Notas de Elena | Martes 21 de marzo 2017 | Convencimiento de juicio | Escuela Sabática


Martes 21 de marzo: Convencimiento de juicio
Cristo vino a poner la salvación al alcance de todos. Sobre la cruz del Calvario pagó el precio infinito de la redención de un mundo perdido. Su abnegación y sacrificio propio, su labor altruista, su humillación, sobre todo la ofrenda de su vida, atestiguan la profundidad de su amor por el hombre caído. Vino a esta tierra a buscar y salvar a los perdidos. Su misión estaba destinada a los pecadores: de todo grado, de toda lengua y nación. Pagó el precio para rescatarlos a todos y conseguir que se le uniesen y simpatizasen con él. Los que más yerran, los más pecaminosos, no fueron pasados por alto; sus labores estaban especialmente dedicadas a aquellos que más necesitaban la salvación que él había venido a ofrecer. Cuanto mayores eran sus necesidades de reforma, más profundo era el interés de él, mayor su simpatía, y más fervientes sus labores. Su gran corazón lleno de amor se conmovió hasta lo más profundo en favor de aquellos cuya condición era más desesperada, de aquellos que más necesitaban su gracia transformadora (Testimonios para la iglesia, t. 5, p. 568).
El hombre caído es el cautivo legítimo de Satanás. La misión de Jesucristo fue libertarlo de su poder. El hombre se inclina naturalmente a seguir las sugerencias de Satanás y por sí mismo no puede resistir con éxito a un enemigo tan terrible, a menos que Cristo, el poderoso Vencedor, more en él, guiando sus deseos y dándole fuerza. Solo Dios puede limitar el poder de Satanás, que anda en la tierra de acá para allá. Ni por un momento deja de estar alerta por temor a perder una oportunidad para destruir a los hombres. Es importante que el pueblo de Dios entienda esto, para que pueda evadir sus trampas (Mensajes para los jóvenes, p. 36).

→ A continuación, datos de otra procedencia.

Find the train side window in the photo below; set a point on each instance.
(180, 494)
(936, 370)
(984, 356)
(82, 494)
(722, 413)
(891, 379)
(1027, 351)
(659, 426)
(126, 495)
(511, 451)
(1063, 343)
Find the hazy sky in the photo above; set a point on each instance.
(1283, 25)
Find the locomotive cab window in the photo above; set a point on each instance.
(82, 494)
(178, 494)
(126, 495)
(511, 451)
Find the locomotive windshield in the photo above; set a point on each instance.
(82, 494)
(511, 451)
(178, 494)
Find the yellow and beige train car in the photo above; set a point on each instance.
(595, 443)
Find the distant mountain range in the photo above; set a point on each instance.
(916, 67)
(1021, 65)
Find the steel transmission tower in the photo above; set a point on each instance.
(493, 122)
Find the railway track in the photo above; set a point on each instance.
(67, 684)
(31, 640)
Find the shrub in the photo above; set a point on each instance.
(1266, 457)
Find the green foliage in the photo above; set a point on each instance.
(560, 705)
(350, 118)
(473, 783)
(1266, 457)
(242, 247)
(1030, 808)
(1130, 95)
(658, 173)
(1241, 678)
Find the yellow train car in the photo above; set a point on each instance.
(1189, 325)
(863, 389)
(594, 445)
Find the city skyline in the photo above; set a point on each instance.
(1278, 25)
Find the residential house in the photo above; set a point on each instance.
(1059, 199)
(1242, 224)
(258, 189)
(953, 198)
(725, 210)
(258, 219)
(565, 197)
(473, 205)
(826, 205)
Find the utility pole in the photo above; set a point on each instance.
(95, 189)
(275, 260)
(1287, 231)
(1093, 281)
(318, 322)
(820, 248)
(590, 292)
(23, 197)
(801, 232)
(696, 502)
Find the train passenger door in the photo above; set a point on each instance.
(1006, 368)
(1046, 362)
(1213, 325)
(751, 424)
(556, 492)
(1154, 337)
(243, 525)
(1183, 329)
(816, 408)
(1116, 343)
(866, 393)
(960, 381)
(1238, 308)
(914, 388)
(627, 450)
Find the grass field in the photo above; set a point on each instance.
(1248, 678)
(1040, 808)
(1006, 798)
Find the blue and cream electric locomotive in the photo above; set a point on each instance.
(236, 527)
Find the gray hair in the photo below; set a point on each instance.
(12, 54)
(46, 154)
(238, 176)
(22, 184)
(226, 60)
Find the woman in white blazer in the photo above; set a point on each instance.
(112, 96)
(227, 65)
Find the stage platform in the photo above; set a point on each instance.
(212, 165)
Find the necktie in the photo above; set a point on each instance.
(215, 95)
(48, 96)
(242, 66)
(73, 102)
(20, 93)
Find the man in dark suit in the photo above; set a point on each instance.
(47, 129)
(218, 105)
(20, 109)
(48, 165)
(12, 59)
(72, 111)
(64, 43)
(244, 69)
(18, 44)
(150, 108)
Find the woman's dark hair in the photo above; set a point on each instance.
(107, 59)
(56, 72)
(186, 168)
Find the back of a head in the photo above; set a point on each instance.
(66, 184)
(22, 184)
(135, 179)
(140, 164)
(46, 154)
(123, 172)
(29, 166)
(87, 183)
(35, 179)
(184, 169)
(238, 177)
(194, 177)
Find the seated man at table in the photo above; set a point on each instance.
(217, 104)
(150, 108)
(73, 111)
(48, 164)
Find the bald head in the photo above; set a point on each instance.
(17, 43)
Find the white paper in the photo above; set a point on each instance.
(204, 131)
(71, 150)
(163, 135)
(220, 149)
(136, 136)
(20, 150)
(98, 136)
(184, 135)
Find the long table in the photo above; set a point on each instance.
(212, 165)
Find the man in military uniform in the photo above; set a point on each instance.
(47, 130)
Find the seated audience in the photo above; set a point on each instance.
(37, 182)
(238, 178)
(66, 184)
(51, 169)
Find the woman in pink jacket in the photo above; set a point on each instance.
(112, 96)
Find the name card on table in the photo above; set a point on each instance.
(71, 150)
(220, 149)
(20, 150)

En el día del juicio final, cada alma perdida comprenderá la naturaleza de su propio rechazamiento de la verdad. Se presentará la cruz y toda mente que fue cegada por la transgresión verá su verdadero significado. Ante la visión del Calvario con su Víctima misteriosa, los pecadores quedarán condenados. Toda excusa mentirosa quedará anulada. La apostasía humana aparecerá en su odioso carácter. Los hombres verán lo que fue su elección (Hijos e hijas de Dios, p. 246).
En la ejecución final del juicio se verá que no existe causa para el pecado. Cuando el Juez de toda la tierra pregunte a Satanás: “¿Por qué te rebelaste contra mí y arrebataste súbditos de mi reino?”, el autor del mal no podrá ofrecer excusa alguna. Toda boca permanecerá cerrada, todas las huestes rebeldes quedarán mudas.
Mientras la cruz del Calvario proclama el carácter inmutable de la ley, declara al universo que la paga del pecado es muerte. El grito agonizante del Salvador: “Consumado es”, fue el toque de agonía para Satanás. Fue entonces cuando quedó zanjado el gran conflicto que había durado tanto tiempo y asegurada la extirpación final del mal. El Hijo de Dios atravesó los umbrales de la tumba, “para destruir por la muerte al que tenía el imperio de la muerte, es a saber, al diablo”. Hebreos 2:14. El deseo que Lucifer tenía de exaltarse a sí mismo le había hecho decir: “¡Sobre las estrellas de Dios ensalzaré mi trono… seré semejante al Altísimo!” Dios declara: “Te tomo en ceniza sobre la tierra… y no existirás más para siempre”. Isaías 14:13, 14; Ezequiel 28:18,19 (El conflicto de los siglos, p. 493).